All one needs to know, nothing one doesn’t
[ANTOINE, Giacomo?]. ELEMENTI DI GEOGRAFIA ad uso della gioventu' Giusta le piu recenti Osservazioni de' migliori Geografi, e le attuali Divisioni Politiche. Prima Edizione. In Bergamo: Presso Vincenzo Antoine, 1802. SOLD
FIRST EDITION. 8vo, pp. [viii], 158, woodcut vignette on title and final page of prelims; some inkspotting, browning, and staining (from use), but largely clean; in the original printed blue wrappers; some wear but still an attractive copy.
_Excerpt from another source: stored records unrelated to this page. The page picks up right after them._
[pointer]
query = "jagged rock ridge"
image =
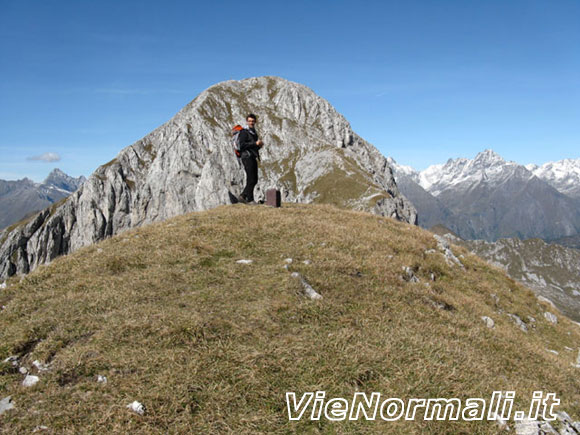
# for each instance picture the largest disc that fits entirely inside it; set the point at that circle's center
(187, 164)
(489, 198)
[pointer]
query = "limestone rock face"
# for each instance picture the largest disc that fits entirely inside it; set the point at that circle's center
(311, 154)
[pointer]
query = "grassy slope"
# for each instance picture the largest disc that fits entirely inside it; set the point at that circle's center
(210, 345)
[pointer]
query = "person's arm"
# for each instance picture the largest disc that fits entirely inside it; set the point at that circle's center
(247, 142)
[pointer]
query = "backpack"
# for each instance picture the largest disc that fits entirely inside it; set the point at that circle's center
(236, 130)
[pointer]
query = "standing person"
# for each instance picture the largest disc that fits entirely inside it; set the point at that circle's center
(250, 146)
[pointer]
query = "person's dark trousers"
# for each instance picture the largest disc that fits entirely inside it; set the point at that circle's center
(251, 168)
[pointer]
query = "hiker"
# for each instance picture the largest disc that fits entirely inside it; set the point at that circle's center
(250, 146)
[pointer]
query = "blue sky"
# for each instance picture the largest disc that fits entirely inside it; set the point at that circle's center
(421, 80)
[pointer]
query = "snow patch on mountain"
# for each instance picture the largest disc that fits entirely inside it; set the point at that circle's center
(564, 175)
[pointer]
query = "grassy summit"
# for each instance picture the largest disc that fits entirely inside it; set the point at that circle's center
(209, 345)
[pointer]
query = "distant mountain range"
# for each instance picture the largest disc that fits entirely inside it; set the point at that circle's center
(490, 198)
(21, 198)
(550, 270)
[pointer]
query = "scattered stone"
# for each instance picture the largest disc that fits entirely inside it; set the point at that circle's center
(41, 367)
(488, 321)
(567, 425)
(409, 274)
(527, 427)
(6, 404)
(443, 245)
(551, 317)
(500, 421)
(12, 360)
(546, 300)
(440, 305)
(519, 322)
(137, 408)
(577, 365)
(308, 290)
(245, 261)
(30, 381)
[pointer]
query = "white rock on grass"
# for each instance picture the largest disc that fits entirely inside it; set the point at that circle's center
(30, 381)
(502, 424)
(443, 245)
(137, 407)
(527, 427)
(245, 261)
(516, 319)
(409, 274)
(41, 367)
(488, 321)
(307, 288)
(12, 360)
(546, 300)
(6, 404)
(551, 317)
(577, 365)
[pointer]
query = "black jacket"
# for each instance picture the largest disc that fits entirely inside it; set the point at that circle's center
(248, 147)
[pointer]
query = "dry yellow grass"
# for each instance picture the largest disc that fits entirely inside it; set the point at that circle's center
(211, 346)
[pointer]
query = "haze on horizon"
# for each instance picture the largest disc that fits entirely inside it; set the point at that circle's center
(423, 81)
First edition (as unusually emphasised on the title) of this introduction to geography, possibly the work of the printer Giacomo Antoine, son of Vincenzo under whose imprint it appeared.
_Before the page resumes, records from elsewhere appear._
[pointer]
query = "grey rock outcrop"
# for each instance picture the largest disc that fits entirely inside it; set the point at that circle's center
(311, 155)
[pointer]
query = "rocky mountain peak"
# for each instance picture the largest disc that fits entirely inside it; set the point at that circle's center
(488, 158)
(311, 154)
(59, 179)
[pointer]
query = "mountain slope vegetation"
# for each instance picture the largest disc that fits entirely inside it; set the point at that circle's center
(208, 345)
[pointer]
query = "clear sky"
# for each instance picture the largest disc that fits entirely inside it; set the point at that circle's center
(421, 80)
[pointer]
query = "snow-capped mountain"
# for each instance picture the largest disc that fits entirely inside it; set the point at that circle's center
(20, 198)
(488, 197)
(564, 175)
The book is divided into three parts, with the first describing the basic division of the Earth into continents and each continent’s shape, borders, mountains, seas and islands, and principal cities. The remaining two parts deal in more detail with the individual countries on each continent. In each case, starting with Great Britain, the book describes the country’s location, its political and geographic divisions and their populations, its islands where applicable, its foreign possessions (a rather longer list in the case of Britain than with some other entries), its principal mountains and rivers, its system of government, the main religion (it may come as a surprise to adherents of the Church of England that they are ‘L’episcopale deltta anche Anglicana, o Calvinista’), natural resources, and populations.
This is not a book for the student who wants to go into depth, but more a little factual reference. The publisher’s note at the start mentions that there are a number of very detailed geographical studies... ‘But amidst all these voluminous and learned works, the public desired a simple work that would be useful and accessible to studious youth. Such productions are ordinarily either insufficient because they are too brief, or less accurate or interesting because of a lack of new discoveries, or of recent changes brought about by military and political events. We have therefore made sure that this edition, while satisfying the desire of the public, will be free of both these defects.’
A second edition appeared two years later; both are rare.
See Barbara Cattaneo, “Editoria a Bergamo tra ‘700 e ‘800. Il caso degli Antoine”, Atti dell’Ateneo di Science, Lettere ed Arti di Bergamo vol. 60, 1999, 223-234; this edition not in OCLC, which records a single copy of the 1804 second edition at NYPL; SBN (IT\ICCU\UBOE\047331) records an incomplete copy at the University of Bologna, and copies at the Braidense and the University of Naples.